Arsenal boss Arsene Wenger has vowed he is "happy to help" if the Football Association want to consult him for advice about the vacant England manager's job but emphasised he is not interested in succeeding the sacked Steve McClaren.
The Football Association will now begin their search for a successor and the soul-searching continues for answers to the abject failure of some of the Barclays Premier League's top stars who again failed to deliver for their country.
Wenger, though, reflected on the experiences of France, who failed to reach the 1994 World Cup in the United States, but then won it four years later as hosts.
The Frenchman, often criticised for a lack of home-grown talent in his own squad, said: "I don't think it is a disaster, but it is a massive disappointment.
"It is up to England to see how they respond to the situation now.
"Immediately, in the present, it is a massive handicap.
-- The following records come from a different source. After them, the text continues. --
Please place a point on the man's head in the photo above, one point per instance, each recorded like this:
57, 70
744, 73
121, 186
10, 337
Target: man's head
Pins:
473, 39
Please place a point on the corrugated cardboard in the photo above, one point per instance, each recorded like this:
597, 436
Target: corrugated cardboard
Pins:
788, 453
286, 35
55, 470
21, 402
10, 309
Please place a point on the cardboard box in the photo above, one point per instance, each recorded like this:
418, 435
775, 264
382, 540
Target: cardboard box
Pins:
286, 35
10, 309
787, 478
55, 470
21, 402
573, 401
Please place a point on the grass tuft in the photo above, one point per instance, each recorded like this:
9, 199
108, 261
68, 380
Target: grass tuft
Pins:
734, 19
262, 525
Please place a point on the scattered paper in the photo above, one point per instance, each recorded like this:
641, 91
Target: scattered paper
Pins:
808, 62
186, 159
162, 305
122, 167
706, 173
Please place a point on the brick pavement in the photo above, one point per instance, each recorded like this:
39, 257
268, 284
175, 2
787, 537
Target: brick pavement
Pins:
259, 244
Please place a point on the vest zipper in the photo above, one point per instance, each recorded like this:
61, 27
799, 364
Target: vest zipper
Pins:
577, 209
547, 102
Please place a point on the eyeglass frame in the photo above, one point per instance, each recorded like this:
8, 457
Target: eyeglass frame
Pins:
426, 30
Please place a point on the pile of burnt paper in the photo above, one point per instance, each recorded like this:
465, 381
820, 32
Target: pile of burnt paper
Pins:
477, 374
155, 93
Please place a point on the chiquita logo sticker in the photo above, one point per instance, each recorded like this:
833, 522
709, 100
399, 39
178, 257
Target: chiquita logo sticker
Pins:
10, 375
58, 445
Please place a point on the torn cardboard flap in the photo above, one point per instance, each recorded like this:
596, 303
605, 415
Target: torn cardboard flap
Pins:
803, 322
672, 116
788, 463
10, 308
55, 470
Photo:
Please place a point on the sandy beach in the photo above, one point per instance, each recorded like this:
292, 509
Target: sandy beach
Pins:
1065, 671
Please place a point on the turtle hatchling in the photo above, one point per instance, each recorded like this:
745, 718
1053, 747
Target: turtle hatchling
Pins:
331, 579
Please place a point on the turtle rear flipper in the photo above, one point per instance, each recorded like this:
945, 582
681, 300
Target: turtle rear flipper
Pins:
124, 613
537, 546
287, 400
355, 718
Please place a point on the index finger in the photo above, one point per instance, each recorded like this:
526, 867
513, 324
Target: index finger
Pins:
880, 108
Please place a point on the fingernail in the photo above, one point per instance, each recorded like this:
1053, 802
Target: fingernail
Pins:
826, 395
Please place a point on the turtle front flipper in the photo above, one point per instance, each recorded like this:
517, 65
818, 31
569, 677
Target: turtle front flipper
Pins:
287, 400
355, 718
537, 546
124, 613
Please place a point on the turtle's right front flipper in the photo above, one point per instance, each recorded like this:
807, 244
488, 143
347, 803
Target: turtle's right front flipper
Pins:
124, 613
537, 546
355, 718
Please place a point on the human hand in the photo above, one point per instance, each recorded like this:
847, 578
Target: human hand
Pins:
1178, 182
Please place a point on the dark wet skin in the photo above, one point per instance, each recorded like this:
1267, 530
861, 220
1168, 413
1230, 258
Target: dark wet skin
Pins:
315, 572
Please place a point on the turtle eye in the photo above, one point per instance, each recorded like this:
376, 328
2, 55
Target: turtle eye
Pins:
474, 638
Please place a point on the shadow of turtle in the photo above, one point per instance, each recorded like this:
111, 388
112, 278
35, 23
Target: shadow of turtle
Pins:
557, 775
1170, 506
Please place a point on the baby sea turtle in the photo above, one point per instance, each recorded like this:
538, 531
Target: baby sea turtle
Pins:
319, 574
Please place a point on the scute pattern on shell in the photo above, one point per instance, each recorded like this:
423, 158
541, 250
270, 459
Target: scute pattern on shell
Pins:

On the future for the World Cup 2010 it can be an advantage if the right measures are taken now."
Wenger was himself once approached for the England job by the FA, but has always maintained his interest lies only in club football.
"I am always happy to help if I can," Wenger told Arsenal.com.
"I am not sure I am really gifted for that, but if they want to know my opinion - and it is a confidential one - then I am always happy."
Wenger, who recently agreed a new deal to keep him at Emirates Stadium until 2011, still believes an Englishman would be best suited to the job of national team boss.
"If I was English then of course [I'd be interested]," the Frenchman, 58, said.
"But I am not so it is a 'no'. That is in line with what I have always said.
"In my opinion, the England manager should be English."